Lindsay Cavanaugh is a member of Teach For Canada’s 2016 cohort. She teaches grade 12 English and grade 9 Family Studies for Keewaytinook Internet High School in North Spirit Lake First Nation. Lindsay holds a bachelor’s degree from Queen’s University and a Bachelor of Education from University of Victoria. Linsday is originally from London, Ontario.
I think most people who teach, and who love teaching, know that it is a difficult profession. It is especially difficult as a new teacher. Difficult because there are seemingly never enough minutes in the day to let every single student know that you care, to plan lessons, to mark, to communicate with parents, to keep up-to-date with professional jargon, to maintain a smile on your face, and to have a personal life. This balance is even more important when it comes to teaching at risk youth. This is because their needs are often more momentous and their resources, more limited. Here’s a snapshot of my class and the internet high school where I teach in North Spirit Lake, a remote First Nations community in Northern Ontario.
I have approximately 25 students registered. Of those students, three are regular attendees. They come to school, do a daily check-in where they let me know what class and activities they are going to focus on for the day. On a good day I have about six students in attendance. On a bad day I might have one. As many people do not have phones up here, I use Facebook — armed with a spiffy professional profile — to message students and their guardians on a daily basis. I register all my students. I help track down their transcripts. I help them select what classes to be in. I keep track of the assignments they’ve handed in each week. I mark assignments each week. I make my students tea and treats. Drawing on my nutrition budget, I buy them food for the week. I make them a fancy breakfast meal at least once a week. I run a weekly baking club for the whole school. I am always keeping my eye open for community members or activities that will help engage my students more. I am the only high school teacher in the community I teach.
There is a lot of “I” in that last paragraph. I suppose that is because it’s easy to feel isolated and overworked up here. To feel the weight of “I” sink in. Also the weight that it is never enough. But that is not a fair picture. What I do, and the tiredness I feel from bribing my students to come to school with bacon and eggs, or moose hunting, or baking club, or photography time, is nothing compared to the tiredness that I imagine my students feel on a daily basis. The tiredness from trauma, from neglect, from racism — systemic disadvantage that permeates all arenas of their lives. That makes bedbugs and lice commonplace. That means many do not have running water. That makes education seem like an elite, useless pursuit. That means many have experienced sexual abuse. That many have witnessed or succumb to alcoholism or various other addictions. That I fear some of my students could take their lives. That I almost witnessed that happen.
I have learned more in my short 3 months up here from my students about the resilience of the human spirit than I could have learned teaching in a public high school. So here are some tips for any teachers considering teaching up north, or Indigenous students, or at risk youth. Here’s my emotional survival guide 101.

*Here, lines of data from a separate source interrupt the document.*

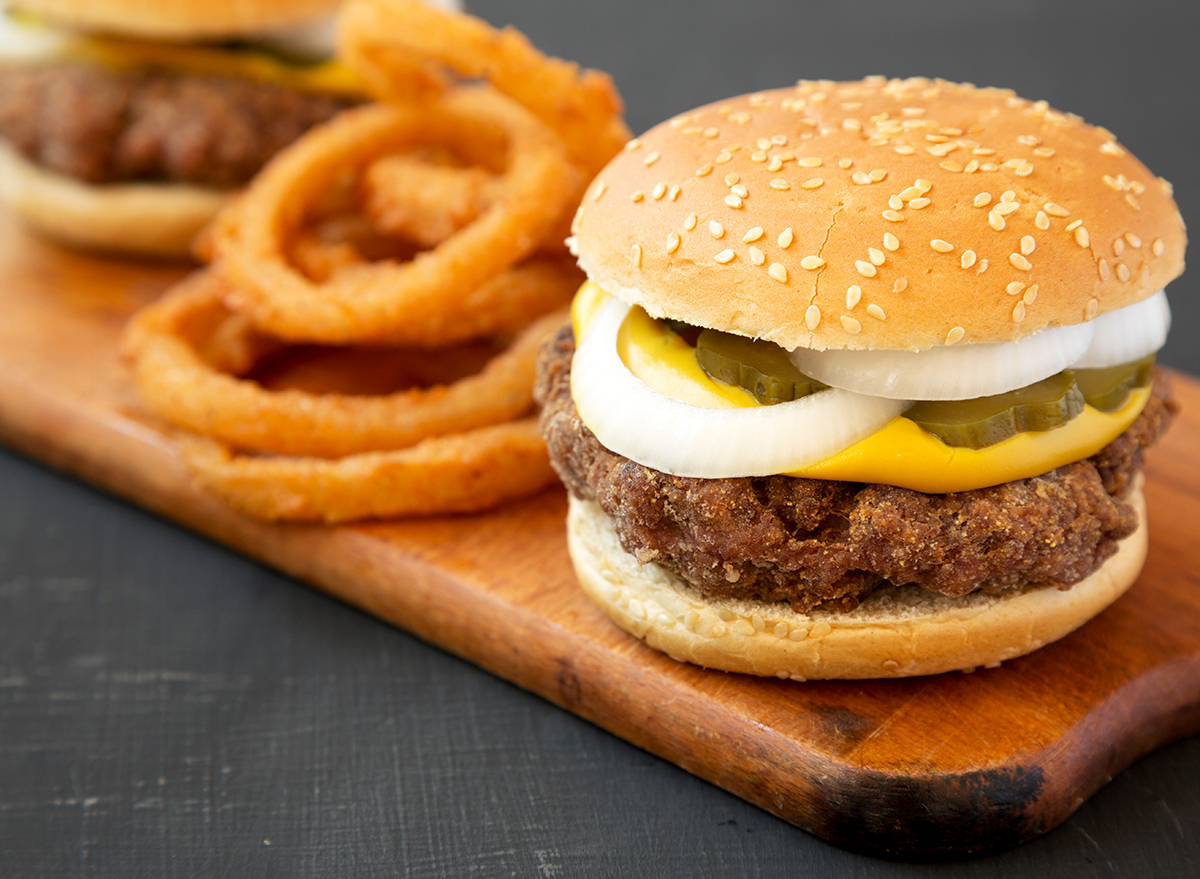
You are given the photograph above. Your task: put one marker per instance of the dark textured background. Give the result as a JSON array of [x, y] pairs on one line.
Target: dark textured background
[[169, 709]]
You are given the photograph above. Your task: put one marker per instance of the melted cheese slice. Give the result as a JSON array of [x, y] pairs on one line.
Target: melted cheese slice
[[901, 453]]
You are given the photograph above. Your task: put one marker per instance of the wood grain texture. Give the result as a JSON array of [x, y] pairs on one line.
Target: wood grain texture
[[928, 767]]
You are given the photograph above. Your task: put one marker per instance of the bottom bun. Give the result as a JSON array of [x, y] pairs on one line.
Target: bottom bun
[[144, 219], [897, 632]]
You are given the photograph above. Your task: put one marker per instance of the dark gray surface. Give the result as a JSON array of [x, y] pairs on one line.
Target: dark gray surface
[[169, 709]]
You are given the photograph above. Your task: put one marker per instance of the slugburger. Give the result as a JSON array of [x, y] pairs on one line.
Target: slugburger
[[861, 378]]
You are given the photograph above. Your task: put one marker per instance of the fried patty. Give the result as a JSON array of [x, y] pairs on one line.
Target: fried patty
[[822, 543], [102, 125]]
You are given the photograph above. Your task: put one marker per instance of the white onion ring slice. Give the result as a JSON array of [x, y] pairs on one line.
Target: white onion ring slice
[[669, 435], [948, 372], [1128, 334]]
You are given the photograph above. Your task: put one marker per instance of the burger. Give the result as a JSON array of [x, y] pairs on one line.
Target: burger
[[125, 125], [861, 378]]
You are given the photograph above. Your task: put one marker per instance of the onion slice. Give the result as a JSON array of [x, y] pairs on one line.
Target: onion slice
[[1128, 334], [669, 435], [948, 372]]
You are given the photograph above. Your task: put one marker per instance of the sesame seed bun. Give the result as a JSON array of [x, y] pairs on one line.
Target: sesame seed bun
[[897, 632], [180, 19], [759, 215], [156, 220]]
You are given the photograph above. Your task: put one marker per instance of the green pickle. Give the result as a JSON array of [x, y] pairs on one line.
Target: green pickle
[[760, 368], [1107, 389], [987, 420]]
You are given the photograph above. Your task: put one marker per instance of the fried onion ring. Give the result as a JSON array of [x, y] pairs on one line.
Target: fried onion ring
[[175, 377], [460, 473], [387, 302], [391, 43]]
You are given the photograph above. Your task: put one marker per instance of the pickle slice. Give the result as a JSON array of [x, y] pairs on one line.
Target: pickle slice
[[987, 420], [1107, 389], [761, 368]]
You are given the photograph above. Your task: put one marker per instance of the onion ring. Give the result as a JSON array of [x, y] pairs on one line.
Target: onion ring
[[391, 42], [389, 302], [175, 381], [461, 473]]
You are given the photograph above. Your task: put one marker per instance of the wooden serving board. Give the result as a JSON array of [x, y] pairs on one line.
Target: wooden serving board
[[919, 767]]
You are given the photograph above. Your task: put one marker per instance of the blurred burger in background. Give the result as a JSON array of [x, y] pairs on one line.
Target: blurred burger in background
[[125, 124]]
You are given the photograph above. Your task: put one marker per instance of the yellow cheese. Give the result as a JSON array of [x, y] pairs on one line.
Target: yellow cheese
[[900, 453], [322, 78]]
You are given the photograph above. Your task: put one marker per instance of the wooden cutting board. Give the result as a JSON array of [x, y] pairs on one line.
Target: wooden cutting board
[[925, 767]]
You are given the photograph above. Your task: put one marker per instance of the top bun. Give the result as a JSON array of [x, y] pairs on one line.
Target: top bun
[[180, 19], [879, 214]]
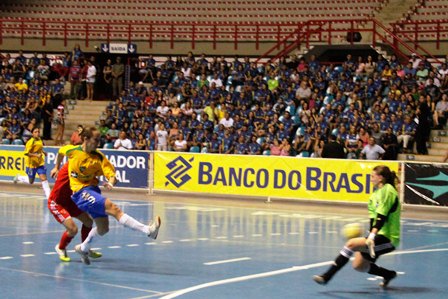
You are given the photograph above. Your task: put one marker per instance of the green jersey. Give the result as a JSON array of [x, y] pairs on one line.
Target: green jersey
[[385, 201]]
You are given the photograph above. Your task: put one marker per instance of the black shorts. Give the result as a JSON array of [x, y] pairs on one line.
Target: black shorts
[[382, 246]]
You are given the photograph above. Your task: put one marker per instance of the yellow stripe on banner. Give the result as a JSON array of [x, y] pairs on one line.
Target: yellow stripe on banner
[[11, 162], [324, 179]]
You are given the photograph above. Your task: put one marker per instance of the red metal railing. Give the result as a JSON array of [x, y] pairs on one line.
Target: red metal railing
[[324, 32]]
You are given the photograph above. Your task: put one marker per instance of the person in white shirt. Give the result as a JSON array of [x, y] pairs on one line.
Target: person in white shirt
[[226, 121], [161, 137], [123, 143], [372, 151], [91, 75], [180, 145]]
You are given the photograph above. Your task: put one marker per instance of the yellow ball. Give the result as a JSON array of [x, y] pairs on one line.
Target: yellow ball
[[352, 230]]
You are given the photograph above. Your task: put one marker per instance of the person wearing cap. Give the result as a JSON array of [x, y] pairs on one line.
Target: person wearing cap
[[415, 60], [333, 149]]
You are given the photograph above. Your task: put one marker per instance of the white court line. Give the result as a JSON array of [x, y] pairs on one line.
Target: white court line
[[227, 261], [275, 272], [242, 278]]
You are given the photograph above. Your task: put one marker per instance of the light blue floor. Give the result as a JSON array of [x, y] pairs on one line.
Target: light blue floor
[[206, 251]]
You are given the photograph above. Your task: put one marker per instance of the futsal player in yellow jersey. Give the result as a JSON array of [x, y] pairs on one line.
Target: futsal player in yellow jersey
[[86, 163], [35, 162]]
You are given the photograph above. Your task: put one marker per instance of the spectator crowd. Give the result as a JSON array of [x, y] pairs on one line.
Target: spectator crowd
[[372, 108]]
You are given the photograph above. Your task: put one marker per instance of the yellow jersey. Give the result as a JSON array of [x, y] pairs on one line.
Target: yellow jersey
[[34, 146], [84, 168]]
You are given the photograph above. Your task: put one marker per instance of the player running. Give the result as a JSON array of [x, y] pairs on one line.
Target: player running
[[86, 163], [63, 209], [35, 162], [384, 213]]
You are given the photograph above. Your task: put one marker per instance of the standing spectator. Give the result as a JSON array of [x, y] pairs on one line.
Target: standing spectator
[[423, 128], [59, 121], [107, 76], [117, 77], [180, 145], [91, 76], [372, 151], [333, 149], [47, 117], [75, 80], [76, 139], [123, 143], [162, 138], [390, 144]]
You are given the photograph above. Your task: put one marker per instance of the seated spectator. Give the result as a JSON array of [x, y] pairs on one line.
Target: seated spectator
[[123, 143], [333, 149], [76, 139], [372, 151]]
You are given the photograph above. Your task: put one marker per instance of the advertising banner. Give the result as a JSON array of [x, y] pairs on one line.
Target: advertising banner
[[426, 184], [341, 180], [131, 167]]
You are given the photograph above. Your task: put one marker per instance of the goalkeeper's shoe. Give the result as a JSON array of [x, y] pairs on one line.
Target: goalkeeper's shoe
[[320, 279], [62, 254], [387, 279]]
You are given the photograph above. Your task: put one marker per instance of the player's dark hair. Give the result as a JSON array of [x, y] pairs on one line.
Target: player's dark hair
[[88, 132], [389, 176]]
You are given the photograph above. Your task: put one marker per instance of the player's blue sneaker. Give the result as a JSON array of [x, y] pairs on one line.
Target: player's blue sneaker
[[154, 228], [84, 255]]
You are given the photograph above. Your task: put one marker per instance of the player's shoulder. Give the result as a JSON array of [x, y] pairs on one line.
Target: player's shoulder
[[70, 148]]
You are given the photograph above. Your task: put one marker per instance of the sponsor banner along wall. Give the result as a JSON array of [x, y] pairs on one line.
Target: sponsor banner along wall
[[132, 167], [342, 180], [426, 184]]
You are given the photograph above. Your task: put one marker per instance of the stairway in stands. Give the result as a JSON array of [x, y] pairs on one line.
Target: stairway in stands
[[436, 152], [80, 113]]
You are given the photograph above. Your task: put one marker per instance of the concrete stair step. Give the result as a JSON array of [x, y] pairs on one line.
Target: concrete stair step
[[437, 151], [439, 145], [440, 133], [420, 158]]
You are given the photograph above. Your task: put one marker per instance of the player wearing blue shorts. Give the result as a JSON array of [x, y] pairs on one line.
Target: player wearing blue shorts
[[86, 164], [35, 162], [384, 213]]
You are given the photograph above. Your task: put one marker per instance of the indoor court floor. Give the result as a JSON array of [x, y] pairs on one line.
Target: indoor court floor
[[209, 250]]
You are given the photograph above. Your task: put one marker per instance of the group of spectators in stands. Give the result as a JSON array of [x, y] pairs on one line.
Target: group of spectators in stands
[[374, 108]]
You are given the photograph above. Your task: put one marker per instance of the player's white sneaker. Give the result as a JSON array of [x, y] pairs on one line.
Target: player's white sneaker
[[95, 254], [62, 254], [154, 228], [84, 255]]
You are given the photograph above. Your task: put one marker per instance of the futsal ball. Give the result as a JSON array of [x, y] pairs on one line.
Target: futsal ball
[[352, 230]]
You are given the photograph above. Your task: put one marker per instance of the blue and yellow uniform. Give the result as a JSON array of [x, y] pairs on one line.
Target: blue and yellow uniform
[[35, 164], [84, 168]]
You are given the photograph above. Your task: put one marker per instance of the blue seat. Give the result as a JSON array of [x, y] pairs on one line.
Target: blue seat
[[108, 145], [17, 142], [266, 152], [195, 149]]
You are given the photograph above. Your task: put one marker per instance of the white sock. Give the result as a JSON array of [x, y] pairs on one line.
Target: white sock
[[23, 179], [85, 246], [133, 224], [46, 187]]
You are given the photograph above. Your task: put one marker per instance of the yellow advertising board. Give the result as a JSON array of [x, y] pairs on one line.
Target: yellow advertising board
[[289, 177], [11, 162]]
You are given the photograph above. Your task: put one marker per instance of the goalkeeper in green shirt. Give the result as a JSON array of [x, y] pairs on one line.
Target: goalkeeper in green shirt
[[384, 213]]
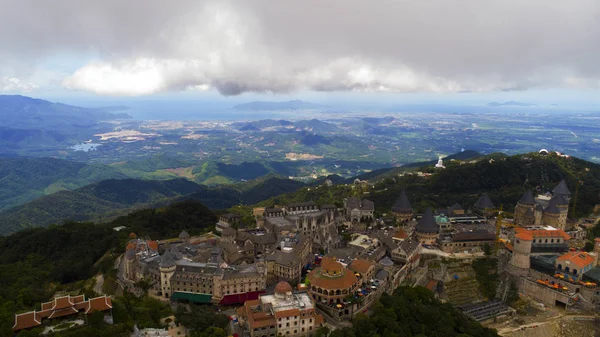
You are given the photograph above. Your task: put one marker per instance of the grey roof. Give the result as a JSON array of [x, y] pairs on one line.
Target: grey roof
[[302, 204], [382, 275], [552, 208], [527, 198], [386, 262], [427, 223], [559, 199], [455, 207], [402, 204], [561, 188], [130, 254], [484, 202], [284, 258], [175, 253], [228, 231], [409, 246], [184, 235], [166, 260]]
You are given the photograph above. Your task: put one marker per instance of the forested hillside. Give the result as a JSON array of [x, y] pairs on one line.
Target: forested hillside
[[36, 263], [24, 179], [504, 178], [105, 200]]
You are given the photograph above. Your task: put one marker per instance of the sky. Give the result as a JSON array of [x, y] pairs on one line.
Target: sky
[[433, 50]]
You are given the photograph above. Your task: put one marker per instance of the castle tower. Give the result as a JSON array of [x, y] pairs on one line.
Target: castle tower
[[427, 230], [525, 210], [402, 208], [166, 267], [519, 262]]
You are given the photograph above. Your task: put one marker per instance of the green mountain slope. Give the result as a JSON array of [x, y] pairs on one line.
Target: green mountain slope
[[96, 201], [110, 198], [504, 178], [24, 179]]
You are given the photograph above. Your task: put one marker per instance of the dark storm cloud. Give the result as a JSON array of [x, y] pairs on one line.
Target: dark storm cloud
[[143, 47]]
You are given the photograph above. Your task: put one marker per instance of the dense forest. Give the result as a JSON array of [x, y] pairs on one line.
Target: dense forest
[[37, 263], [412, 312]]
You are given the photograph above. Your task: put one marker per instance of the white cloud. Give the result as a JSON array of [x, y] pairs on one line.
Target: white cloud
[[282, 46], [12, 84]]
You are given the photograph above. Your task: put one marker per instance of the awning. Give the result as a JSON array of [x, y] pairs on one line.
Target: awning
[[192, 297], [240, 298]]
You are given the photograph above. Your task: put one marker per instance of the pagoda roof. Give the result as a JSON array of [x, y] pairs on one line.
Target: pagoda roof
[[427, 223], [561, 188], [484, 202], [527, 198], [402, 204]]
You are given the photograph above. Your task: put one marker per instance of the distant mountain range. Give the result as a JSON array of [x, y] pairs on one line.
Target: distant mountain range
[[107, 199], [30, 113], [511, 103], [273, 106]]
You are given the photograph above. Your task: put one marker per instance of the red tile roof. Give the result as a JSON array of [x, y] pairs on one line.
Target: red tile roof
[[580, 259], [26, 320], [361, 266], [542, 233]]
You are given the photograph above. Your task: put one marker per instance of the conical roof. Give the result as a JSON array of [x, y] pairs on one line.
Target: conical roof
[[484, 202], [527, 198], [427, 223], [552, 207], [559, 199], [561, 188], [402, 204]]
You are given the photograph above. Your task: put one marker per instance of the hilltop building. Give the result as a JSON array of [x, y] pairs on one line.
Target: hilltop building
[[283, 313], [548, 209], [62, 307], [427, 230], [402, 209], [359, 211]]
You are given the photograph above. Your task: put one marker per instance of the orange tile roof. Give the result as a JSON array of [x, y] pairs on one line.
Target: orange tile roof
[[361, 266], [26, 320], [153, 245], [524, 236], [400, 234], [580, 259], [330, 264], [343, 280], [543, 233], [287, 313]]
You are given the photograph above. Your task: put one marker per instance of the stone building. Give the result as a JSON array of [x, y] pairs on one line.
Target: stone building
[[284, 313], [173, 276], [427, 230], [359, 211], [402, 209], [546, 209], [331, 282]]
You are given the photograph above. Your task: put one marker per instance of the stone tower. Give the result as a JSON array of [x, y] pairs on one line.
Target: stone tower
[[166, 268], [402, 208], [525, 210], [519, 262]]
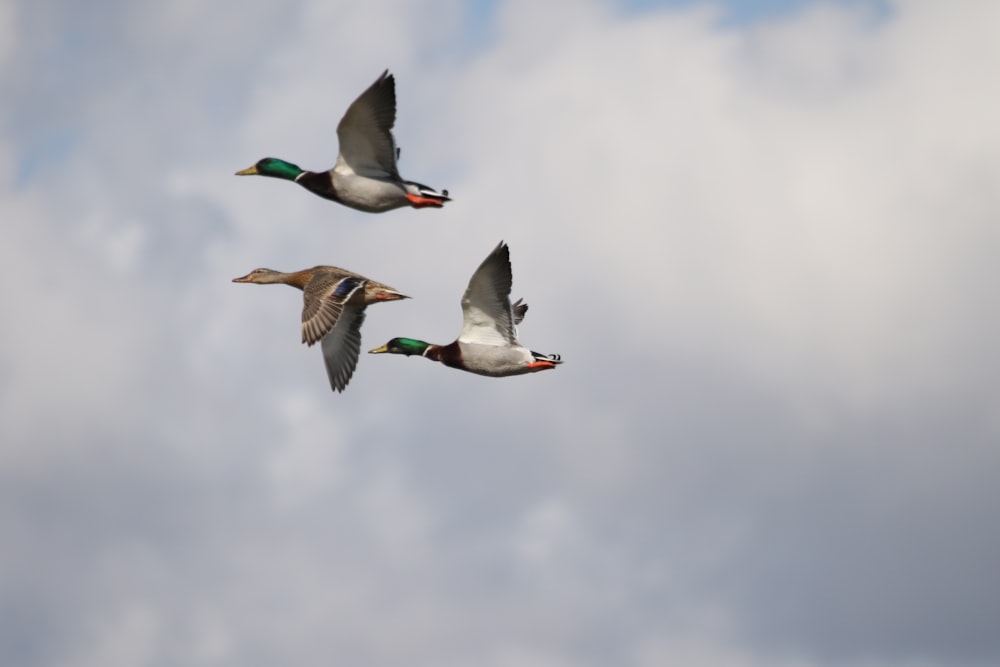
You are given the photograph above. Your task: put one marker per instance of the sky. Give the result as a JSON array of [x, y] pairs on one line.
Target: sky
[[762, 235]]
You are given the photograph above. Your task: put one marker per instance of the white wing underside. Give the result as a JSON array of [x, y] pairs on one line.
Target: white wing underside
[[486, 312], [367, 147]]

1. Be kind to every single person you meet. You do not know their story until they share it with you. Also be kind to yourself. Even though you know your story, it’s easy to forget self-compassion.
2. Boundaries matter. Always care, but learn when to disengage. You cannot fix the problem. You are not a counsellor. You are not a parent. You are not a social worker. The problem is bigger than you. It’s bigger than them too.
3. Get involved in the school and the community but learn when and how to say no. Learn and fine-tune your listening and social-awareness skills. Really listen to what other people want and need and put your energy towards that. It will be noticed and appreciated even if it’s never openly expressed to you. You will also be able to conserve energy.
4. Live for the little successes. Save every smile or laugh in a mental bank. Jump up for joy every time you see a student you haven’t seen for a few weeks. Sometimes showing up is the biggest success. Know your students so you can know what success means to them depending on where they are.
5. Hold onto when students soften and let it carry you through. There is nothing as sweet as watching students open up to you. To begin trusting you and feeling safe in your class.
6. Be sad and angry about the injustice. Carry that. Spread it around. Get more people angry about it. It’s not right. We, as a society, need to change it and the only way we will be able to is if, we, as a people, start to own it. To take responsibility. Once we have witnessed it, once we have internalized it, once we have processed it, we cannot deny it’s wrong. That is what is going to move us forward towards making it better. It will take time though, and that is okay. Learn patience in the process.
7. Make sure you have really strong support systems and keep developing them. Lean on those support systems. Learn how to lean on yourself if you don’t already. Taking care of yourself matters most. Think airplanes. You always put your mask on first before the child’s.
8. Do it. Go teach up north. If you are teacher and you want a rich, challenging, life-altering experience, do it. Know that it will be hard. You will have days when you feel inexperienced. There will be many days when you are inexperienced, but do it. Just learn how to be okay with imperfection, with messiness, with uncertainty, unfixable problems, and continuously changes circumstances. It will make you a better person and a better teacher.